In some cases, however, the differences across the data sources included in this study present some limitations. As discussed in the methods section we did not have explicit recording of loss of stair climbing ability in the CCHMC data used for these analyses, and both real-world data sources seemed to halt timed function tests earlier than observed in the clinical trial placebo arm. It should also be noted that the Tadalafil DMD Trial imposed stricter inclusion criteria of baseline 6MWD between 200 and 400 meters and >6 months stable steroid use [5], whereas the study samples for the other data sources required only 4SC time < 12 seconds. This is reflected by patients in the Tadalafil DMD Trial having worse performance on baseline functional measures, and a larger average decline in 4SC over the 1-year period, compared with the other sources. The real-world data sources also included more heterogeneous intervals of time between visits than the clinical trial. We conducted a number of sensitivity analyses to account for these differences across data sources, including use of different 4SC cutoffs (12 and 30 seconds), studying both 4SC completion time and velocity, and considering different windows of follow-up time to approximate 1-year change (8–16 months and 10–14 months). Our main findings were robust to these changes.
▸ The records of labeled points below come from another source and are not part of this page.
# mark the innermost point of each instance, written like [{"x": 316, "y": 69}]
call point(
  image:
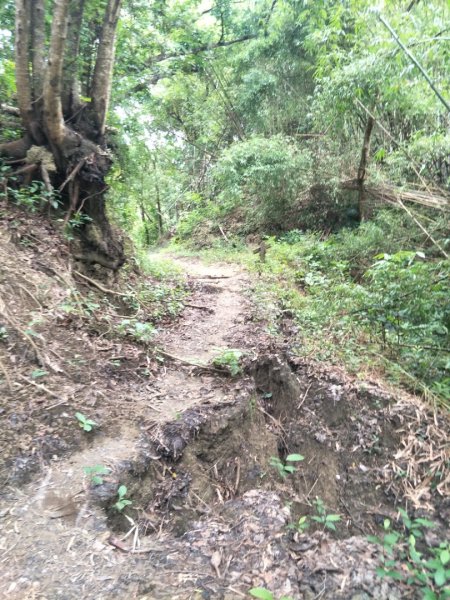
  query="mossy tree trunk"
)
[{"x": 55, "y": 118}]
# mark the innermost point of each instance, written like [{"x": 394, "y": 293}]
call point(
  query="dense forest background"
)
[{"x": 322, "y": 126}]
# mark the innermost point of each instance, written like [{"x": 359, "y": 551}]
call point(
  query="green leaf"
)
[
  {"x": 391, "y": 538},
  {"x": 38, "y": 373},
  {"x": 122, "y": 491},
  {"x": 261, "y": 593},
  {"x": 373, "y": 539},
  {"x": 439, "y": 577}
]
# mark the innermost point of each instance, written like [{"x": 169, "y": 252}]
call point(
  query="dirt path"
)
[
  {"x": 54, "y": 538},
  {"x": 195, "y": 449}
]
This study has demonstrated that composite prognostic scores for 4SC are likely to be feasible and to be important for clinical trial design, and that development of a consensus-based composite prognostic score is warranted. Additional prognostic factors should also be investigated, and might include other functional measures such as the NSAA [23–25] and measures of muscle strength, which have been correlated with functional status [26]. Imaging assessments of bone density and changes in lean body mass [27], cardiac and pulmonary measures [28, 29], dystrophin genotypes, genetic modifiers and other biomarkers could also be investigated in future analyses. Use of a prognostic score in clinical trial design and interpretation requires several steps beyond those conducted in the present study. Most importantly, a consensus score, ideally based on multiple data sources, will need to be developed and validated, and achieve clinical acceptance. In addition, the small (but not negligible) effort that it would take to calculate and interpret the score will need to be viewed as worthwhile relative to the gains that can be achieved in power and/or lower sample size requirements. Research to address these steps is currently being conducted within cTAP.
Supporting information
Acknowledgments
Members of the cTAP Joint Steering Committee include: Paolo Bettica (Italfarmaco SpA), Lawrence Charnas (Pfizer), Joanne Donovan (Catabasis), Rose Ong (Roche), and Michael Rabbia (Roche).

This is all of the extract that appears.